Randomness Unleashed: Basic Randomization in Verilator

In a previous blog post, If-Else Constraint Support, we dove into the importance of Constrained Random Testing (CRT) for verification, and we emphasized just how crucial randomization is to SystemVerilog. Randomization can be divided into two categories: basic randomization (or unconstrained randomization) and constrained randomization. These two essential features of SystemVerilog, however, aren’t fully supported by Verilator… yet.

But things are changing! Since May, Verilator has seen a lot of active development in this area. PlanV, as one of the enthusiastic contributors to Verilato’s development, has jumped into the fray and made significant contributions. Today, we’ll start with basic randomization and dive into how PlanV has contributed to supporting basic randomization for aggregate data types in Verilator.

Meet the Family: Aggregate Data Types in SystemVerilog

Before we jump into the technical details, let’s first explore what aggregate data types are and why they matter. Straight from IEEE Std 1800™-2023, aggregate data types in SystemVerilog include structs, unions, arrays, and queues. While I won’t get into the nitty-gritty of each, I’ve prepared a diagram (Fig. 1) to help visualize how these types relate to one another.

Fig.1 Aggregate Date Types in SystemVerilog

That’s quite a variety of types, but once you understand their relationships, it all starts to make sense! Let’s break things down by starting with the most fundamental distinction:

Packed vs. Unpacked

The first key difference to understand is between packed and unpacked data types:

  • Packed: All elements are stored tightly together in memory, with no gaps.

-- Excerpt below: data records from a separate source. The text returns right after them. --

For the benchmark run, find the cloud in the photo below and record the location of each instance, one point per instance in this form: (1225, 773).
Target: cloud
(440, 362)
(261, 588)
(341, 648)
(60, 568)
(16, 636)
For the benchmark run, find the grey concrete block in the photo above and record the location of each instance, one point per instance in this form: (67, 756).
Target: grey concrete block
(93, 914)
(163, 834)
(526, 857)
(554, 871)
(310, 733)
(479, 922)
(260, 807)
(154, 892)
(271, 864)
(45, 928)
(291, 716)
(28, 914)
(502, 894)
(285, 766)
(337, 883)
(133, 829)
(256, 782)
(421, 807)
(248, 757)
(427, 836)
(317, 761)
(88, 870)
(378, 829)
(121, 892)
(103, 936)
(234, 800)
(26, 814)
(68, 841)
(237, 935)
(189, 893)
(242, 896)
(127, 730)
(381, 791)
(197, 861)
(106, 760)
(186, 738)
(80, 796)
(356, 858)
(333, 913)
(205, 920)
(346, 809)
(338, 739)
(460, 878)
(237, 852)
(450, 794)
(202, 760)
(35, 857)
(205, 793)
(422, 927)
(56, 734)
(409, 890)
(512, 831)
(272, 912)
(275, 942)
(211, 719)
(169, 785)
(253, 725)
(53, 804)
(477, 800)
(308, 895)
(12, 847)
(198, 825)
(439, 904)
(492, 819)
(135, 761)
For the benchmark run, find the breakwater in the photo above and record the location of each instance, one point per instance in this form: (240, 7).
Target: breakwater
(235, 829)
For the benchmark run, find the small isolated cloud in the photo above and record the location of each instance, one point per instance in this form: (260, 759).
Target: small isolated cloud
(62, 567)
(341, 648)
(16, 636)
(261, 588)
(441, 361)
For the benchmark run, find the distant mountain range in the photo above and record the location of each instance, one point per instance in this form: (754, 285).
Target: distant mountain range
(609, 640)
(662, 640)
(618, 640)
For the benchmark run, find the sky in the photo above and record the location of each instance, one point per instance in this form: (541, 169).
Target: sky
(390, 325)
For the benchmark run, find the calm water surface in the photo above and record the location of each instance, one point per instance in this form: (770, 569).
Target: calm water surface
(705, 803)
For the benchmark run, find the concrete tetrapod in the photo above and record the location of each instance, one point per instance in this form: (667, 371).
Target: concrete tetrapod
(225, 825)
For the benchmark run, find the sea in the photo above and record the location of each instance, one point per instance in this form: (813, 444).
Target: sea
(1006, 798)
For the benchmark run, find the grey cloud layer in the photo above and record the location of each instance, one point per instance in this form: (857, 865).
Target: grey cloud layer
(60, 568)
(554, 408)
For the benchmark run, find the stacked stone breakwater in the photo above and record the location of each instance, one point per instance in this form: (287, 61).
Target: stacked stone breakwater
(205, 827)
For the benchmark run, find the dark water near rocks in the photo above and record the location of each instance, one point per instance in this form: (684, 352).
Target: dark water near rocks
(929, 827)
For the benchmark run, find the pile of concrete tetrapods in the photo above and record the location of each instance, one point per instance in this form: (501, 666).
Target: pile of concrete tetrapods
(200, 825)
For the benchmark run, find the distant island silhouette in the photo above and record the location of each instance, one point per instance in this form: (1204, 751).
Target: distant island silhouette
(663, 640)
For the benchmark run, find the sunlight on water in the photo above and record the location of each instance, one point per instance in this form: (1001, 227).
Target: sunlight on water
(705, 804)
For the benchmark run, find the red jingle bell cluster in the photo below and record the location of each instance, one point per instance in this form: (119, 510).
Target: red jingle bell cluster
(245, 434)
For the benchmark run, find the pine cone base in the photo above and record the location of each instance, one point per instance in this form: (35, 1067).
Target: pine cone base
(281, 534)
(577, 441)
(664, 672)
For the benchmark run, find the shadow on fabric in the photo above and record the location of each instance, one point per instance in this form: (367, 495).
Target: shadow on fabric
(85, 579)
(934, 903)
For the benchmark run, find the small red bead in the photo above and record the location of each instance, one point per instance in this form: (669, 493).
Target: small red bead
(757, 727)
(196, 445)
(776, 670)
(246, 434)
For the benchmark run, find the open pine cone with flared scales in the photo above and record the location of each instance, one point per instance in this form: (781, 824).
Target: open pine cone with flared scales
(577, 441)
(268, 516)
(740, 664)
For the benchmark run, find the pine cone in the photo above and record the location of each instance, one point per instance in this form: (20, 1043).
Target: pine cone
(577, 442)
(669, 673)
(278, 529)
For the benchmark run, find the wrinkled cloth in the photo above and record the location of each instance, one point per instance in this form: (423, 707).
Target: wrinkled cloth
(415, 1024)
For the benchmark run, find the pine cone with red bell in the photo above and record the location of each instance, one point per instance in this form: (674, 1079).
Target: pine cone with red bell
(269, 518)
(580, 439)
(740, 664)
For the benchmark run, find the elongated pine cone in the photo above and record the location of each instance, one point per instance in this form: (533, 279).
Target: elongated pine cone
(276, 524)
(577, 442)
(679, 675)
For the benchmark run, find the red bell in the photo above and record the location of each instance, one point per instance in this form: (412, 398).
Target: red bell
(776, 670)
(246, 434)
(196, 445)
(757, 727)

Think of it like efficiently packing a suitcase—everything fits snugly.
  • Unpacked: Here, elements are stored more loosely, allowing for flexibility in memory allocation.

Unpacked Arrays

Zooming in on unpacked arrays, we can further divide them into:

  • Fixed-size unpacked arrays: These have a set size, determined at compile time.
  • Variable-size unpacked arrays: These can grow or shrink dynamically at runtime.

Among variable-size unpacked arrays, we have three main types:

  • Dynamic arrays: Allocate memory sequentially, element by element.
  • Queues: Similar to dynamic arrays, but with a push-back mechanism, where elements are added at the end.
  • Associative arrays: Use keys for memory allocation, making them more flexible, but less predictable in terms of memory layout.

Structs vs. Unions

Lastly, let’s not forget about structs and unions. These two aggregate types are often confused, but they work quite differently:

  • Structs: Store each member side by side in memory, with each member having its own space.
  • Unions: All members share the same memory location, meaning only one member can be accessed at a time. Assigning to one member overwrites the others.

Breaking It Down: How PlanV Tackled Basic Randomization for Aggregate Data Types in Verilator

Now, let’s dive into how PlanV helped bring basic randomization support for aggregate data types in Verilator. To understand how it all works, let’s first look at what Verilator currently does.

It’s important to introduce two key concepts in Verilator’s workflow: the verilate phase and the simulate phase. The verilate phase is when Verilator translates RTL code into an AST tree, optimizes it (in verilator/src folder), and generates C++ code. In the simulate phase, this generated C++ code, with support from Verilator’s built-in functions (in verilator/include folder), runs to produce simulation results.

As of Verilator v.5.029, for basic randomization, Verilator uses an internal random number generator (RNG) to create a large block of random data. This data is then adjusted based on the width of each variable and assigned accordingly. This whole process happens during the verilate phase, where the Abstract Syntax Tree (AST) is optimized.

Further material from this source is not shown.